Cluster 4: Capacity Planning and Load
| Order | Concept | Type | Focus |
|---|---|---|---|
| 10 | Back-Pressure, Queuing Theory Basics, and Little's Law | PRIMARY | L = lambda * W, why utilization past 80% is a latency cliff, and what back-pressure actually sends upstream |
| 11 | Load Shedding, Rate Limiting, and Admission Control | PRIMARY | Token bucket, leaky bucket, concurrency limits, adaptive shedding, and the cost of work accepted but not served |
| 12 | Capacity Planning: Headroom, Peaks, and Growth Modeling | PRIMARY | Peak-to-mean ratios, headroom targets, growth extrapolation, and how to produce a defensible capacity number you do not need to apologize for |
Cluster mastery check: For a service with mean 200 req/s and peak 1,500 req/s, can you estimate Little's Law quantities, pick a rate-limit, set a headroom target, and produce a six-month capacity forecast from first principles?

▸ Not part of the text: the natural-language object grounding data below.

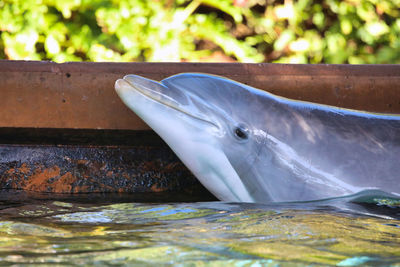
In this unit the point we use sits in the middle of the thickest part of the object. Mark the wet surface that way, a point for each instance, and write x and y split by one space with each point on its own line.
107 232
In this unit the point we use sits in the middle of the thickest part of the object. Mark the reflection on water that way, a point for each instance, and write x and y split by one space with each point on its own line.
197 234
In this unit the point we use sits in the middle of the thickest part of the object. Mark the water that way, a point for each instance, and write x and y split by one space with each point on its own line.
119 232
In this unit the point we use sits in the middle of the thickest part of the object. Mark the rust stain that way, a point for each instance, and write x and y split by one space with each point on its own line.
155 188
39 181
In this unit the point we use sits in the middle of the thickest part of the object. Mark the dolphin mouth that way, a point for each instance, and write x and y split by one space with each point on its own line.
174 99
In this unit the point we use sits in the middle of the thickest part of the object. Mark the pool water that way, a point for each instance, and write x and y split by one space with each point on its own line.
48 232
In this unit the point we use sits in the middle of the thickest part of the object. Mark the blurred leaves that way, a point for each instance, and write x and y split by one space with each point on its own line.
303 31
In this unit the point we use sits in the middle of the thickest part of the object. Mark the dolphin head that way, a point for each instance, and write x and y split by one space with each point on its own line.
205 121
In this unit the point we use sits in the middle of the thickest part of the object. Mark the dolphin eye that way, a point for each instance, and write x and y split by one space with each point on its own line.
241 133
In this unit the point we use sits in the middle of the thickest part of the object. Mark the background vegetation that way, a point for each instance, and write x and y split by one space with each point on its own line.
303 31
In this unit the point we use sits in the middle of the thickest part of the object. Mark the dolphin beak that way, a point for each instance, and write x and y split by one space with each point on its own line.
152 89
175 99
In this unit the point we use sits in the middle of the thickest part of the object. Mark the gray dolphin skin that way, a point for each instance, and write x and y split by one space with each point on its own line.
248 145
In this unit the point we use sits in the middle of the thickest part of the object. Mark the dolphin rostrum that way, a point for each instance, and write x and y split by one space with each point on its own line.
248 145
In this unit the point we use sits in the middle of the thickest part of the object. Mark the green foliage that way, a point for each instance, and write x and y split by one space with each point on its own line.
303 31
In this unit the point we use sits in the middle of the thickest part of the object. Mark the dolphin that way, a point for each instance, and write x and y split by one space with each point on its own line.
248 145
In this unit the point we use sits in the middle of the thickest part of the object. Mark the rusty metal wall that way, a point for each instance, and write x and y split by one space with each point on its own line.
81 95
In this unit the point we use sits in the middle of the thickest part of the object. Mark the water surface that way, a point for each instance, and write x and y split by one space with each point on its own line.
48 232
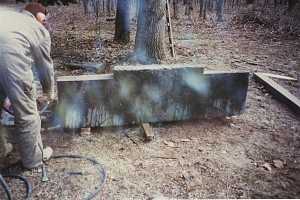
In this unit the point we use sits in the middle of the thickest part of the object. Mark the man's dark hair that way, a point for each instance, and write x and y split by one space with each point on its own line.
35 8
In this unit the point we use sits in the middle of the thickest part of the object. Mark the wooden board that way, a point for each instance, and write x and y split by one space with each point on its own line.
279 92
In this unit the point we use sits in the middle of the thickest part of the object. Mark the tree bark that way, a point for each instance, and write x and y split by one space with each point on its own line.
149 43
122 28
220 9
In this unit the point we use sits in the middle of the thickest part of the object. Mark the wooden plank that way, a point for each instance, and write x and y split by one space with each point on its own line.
96 77
279 76
148 131
279 92
94 67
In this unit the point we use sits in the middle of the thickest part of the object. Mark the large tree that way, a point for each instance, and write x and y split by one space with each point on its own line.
149 41
122 29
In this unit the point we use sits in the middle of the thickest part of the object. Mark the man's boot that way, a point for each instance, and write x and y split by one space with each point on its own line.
5 147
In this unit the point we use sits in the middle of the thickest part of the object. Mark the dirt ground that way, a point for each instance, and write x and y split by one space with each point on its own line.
255 155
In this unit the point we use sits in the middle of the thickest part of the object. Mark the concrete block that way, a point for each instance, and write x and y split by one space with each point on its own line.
154 93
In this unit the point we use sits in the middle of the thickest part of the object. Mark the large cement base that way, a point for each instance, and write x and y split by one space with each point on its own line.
153 93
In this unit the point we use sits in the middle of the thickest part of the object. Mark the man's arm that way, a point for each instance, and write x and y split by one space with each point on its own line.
44 65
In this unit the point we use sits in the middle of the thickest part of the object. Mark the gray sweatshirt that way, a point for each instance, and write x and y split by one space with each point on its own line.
26 43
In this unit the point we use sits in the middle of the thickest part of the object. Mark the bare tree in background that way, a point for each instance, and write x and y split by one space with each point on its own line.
149 41
220 9
122 27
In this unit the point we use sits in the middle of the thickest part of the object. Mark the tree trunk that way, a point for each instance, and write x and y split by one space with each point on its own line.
149 41
220 9
122 29
175 8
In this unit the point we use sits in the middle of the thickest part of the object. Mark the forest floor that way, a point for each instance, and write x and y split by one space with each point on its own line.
254 155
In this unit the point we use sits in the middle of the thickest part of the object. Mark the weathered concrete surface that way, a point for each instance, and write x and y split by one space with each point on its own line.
152 93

Cluster 5: Incident and Observability
| Order | Concept | Type | Focus |
|---|---|---|---|
| 13 | Observability Three Pillars: Metrics, Logs, Traces | PRIMARY | What each pillar is cheap at, what each is expensive at, the known-vs-unknown-unknowns framing, and why one pillar alone is not observability |
| 14 | Incident Lifecycle: Detect, Triage, Mitigate, Resolve, Review | PRIMARY | The five phases, the two clocks that matter (MTTD and MTTR), the Incident Commander role, and why "fix it before you understand it" is the right answer |
| 15 | Blameless Postmortems and Learning from Incidents | SUPPORTING | The postmortem template, the blameless contract, the difference between cause and contributing factor, and why the action-item list is where most postmortems fail |
Cluster mastery check: Given a one-hour partial outage traced to a slow dependency and a misconfigured timeout, can you walk through the full lifecycle from page to postmortem, and distinguish the actions that should block the review from those that should not?
Then work these practice pages:
| Order | Practice path | Focus |
|---|---|---|
| 1 | Performance Profiling Lab | USE method walkthrough, percentile histograms by hand, Amdahl speedup calculation |
| 2 | Scaling Design Workshop | Take a monolithic service from 1k to 50k req/s by design; defend each choice |
| 3 | Reliability and SLO Clinic | Write SLIs and SLOs for two real APIs; compute error budget burn; design an error-budget policy |
| 4 | Scale and Reliability Katas | Write an SLI/SLO for a real API; design a rate-limiter; apply Little's Law to a real queue; run a tabletop incident |
Use Module Quiz after the concept and practice path. Use Reference and Selective Reading and Learning Resources only for targeted reinforcement.
Learning Objectives
By the end of this module you should be able to:
- Distinguish latency, throughput, and utilization, and name a concrete metric and alert for each under USE, RED, and the Four Golden Signals.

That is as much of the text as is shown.